How is "antithesis" used in the example provided and what does the sentence "To antithesis was due his naming" actually mean?

  • He was given his name ironically, antiphrastically. Jul 12 '20 at 15:06
  • @EdwinAshworth Comments are strictly speaking not intended for providing answers.
    – Tsundoku
    Aug 25 '20 at 9:14

In your question, you left out a previous sentence that is important for figuring out what this means:

This man was called "Beauty" by the other men of the fort.

What your sentence means is that it's an "ironic nickname", like when a two meter tall man is called "Shorty"; see TVtropes.

From Merriam-Webster:

Antithesis: a person or thing that is the direct opposite of someone or something else.

So Jack London is saying that he was given his nickname because it's the direct opposite of one of his attributes.
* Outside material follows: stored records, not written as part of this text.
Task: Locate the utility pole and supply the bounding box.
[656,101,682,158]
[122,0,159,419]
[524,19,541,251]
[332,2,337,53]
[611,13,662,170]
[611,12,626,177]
EDIT: the OP asked about the grammaticality of the sentence. Here is my answer:

The sentence is inverted (which is grammatical, but somewhat uncommon); in the more usual word order, it says "His naming was due to antithesis." Here, "was due to" means "was because of", and "naming" means being given a name, so put in more everyday language, the sentence becomes "he was given his name because of antithesis."

  • Thanks for clarification for the sentence's meaning, however is the sentence itself gramatically correct? How exactly does "To antithesis" function within the sentence to convey said meaning?